The texts of natural historians took on several different genres, with some resembling political documents, treatises, poems, diaries, and novels. What unifies them is the attention to the land and its specific sense of how the land, flora, and fauna interacted with, and affected, the people of the Caribbean (which includes everyone: the indigenous, enslaved, Creole, free Blacks, and the colonizing).

Notable natural historians (as featured in our archive) include James Grangier, Peter Kalm, Richard Ligon, and John Gabriel Stedman.

James Grangier (c. 1721–1766) was a natural historian, physician, and writer. Originally from Scotland, Grainger moved about the Carribean for several years before settling in St. Kitts. His works, which include The Sugarcane. A Poem (1762) and An essay on the common west-india diseases and the remedies which that country itself produces (1764-first published anonymously), show the variance in his own work, but as mentioned, the variance in what can be considered a document of natural history. Grainger's poems are known for their attention to detail, fascination with black bodies, and his position on slavery-- while he thought it was a cruel practice, he also believed that the value of sugar could justify its practice.

Peter Kalm(1716-1779) was a Swedish-Finnish explorer, botanist, naturalist, and agricultural economist. The quality and popularity is work led to him being considered one of the most significant protegees of Swedish botanist Carl Linnaeus, with whom he traveled with to North America in 1747. While Kalm spent the majority of his time in Europe, he did spend a significant amount of time in the Carribean (and other parts of North America) in the 1760s leading to his most famous work, Travels into North America which details the ecologies of several Caribbean islands, with an emphasis on plantation life.

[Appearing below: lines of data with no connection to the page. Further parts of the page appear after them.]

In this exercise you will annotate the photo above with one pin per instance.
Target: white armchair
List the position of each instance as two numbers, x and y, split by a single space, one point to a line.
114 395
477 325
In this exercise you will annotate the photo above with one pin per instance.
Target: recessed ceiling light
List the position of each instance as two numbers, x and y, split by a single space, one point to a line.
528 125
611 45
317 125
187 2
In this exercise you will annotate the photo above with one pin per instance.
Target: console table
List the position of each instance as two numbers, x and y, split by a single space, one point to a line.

Richard Ligon (c.1585-1662) was a British royalist who, after losing his personal fortune after the English Civil War, traveled to Barbados in hopes of regaining his wealth. He went to work to aid a plantation overseer, but did not find any particular wealth. Trained as a legal scholar and writer, Ligon's texts on the Caribbean show a keen eye for detail and clarity, particularly in his shaping of the humanity of the enslaved, making his works not only useful texts of natural history, but as important social and literary documentation as well. In fact, his work True Exact History of the Island of Barbados offers details of almost every aspect of Barbadian life, including details about Obeah, another featured exibit, which can be found here.

John Gabriel Stedman (1744-1797) was a Dutch colonialist soldier turned writer and explorer of the Caribbean. His most famous work, Narrative of a Five Year's Expedition is perhaps known best as the well received and circulated text of history of the Caribbean, which includes several embedded slave narratives (most famously Johanna's a teenage girl that Stedman had purchased for companionship) but also includes important details about the flora and fauna of the Carribean. It should be noted, although this was not uncommon, that his work was heavily edited and mediated after it was originally written. The goal was to use it as an abolitionist text— although Stedman acted quite cruelly to many people throughout The Narrative, he was, like many of the others in the exhibit, more keenly aware of the humanity of the enslaved and indigenous people.

These men, along with some others, offered the most accurate depictions of the Caribbean from a natural history standpoint, and thus, their work was incredibly influential to how Europe saw, and chose to invest in, the Caribbean.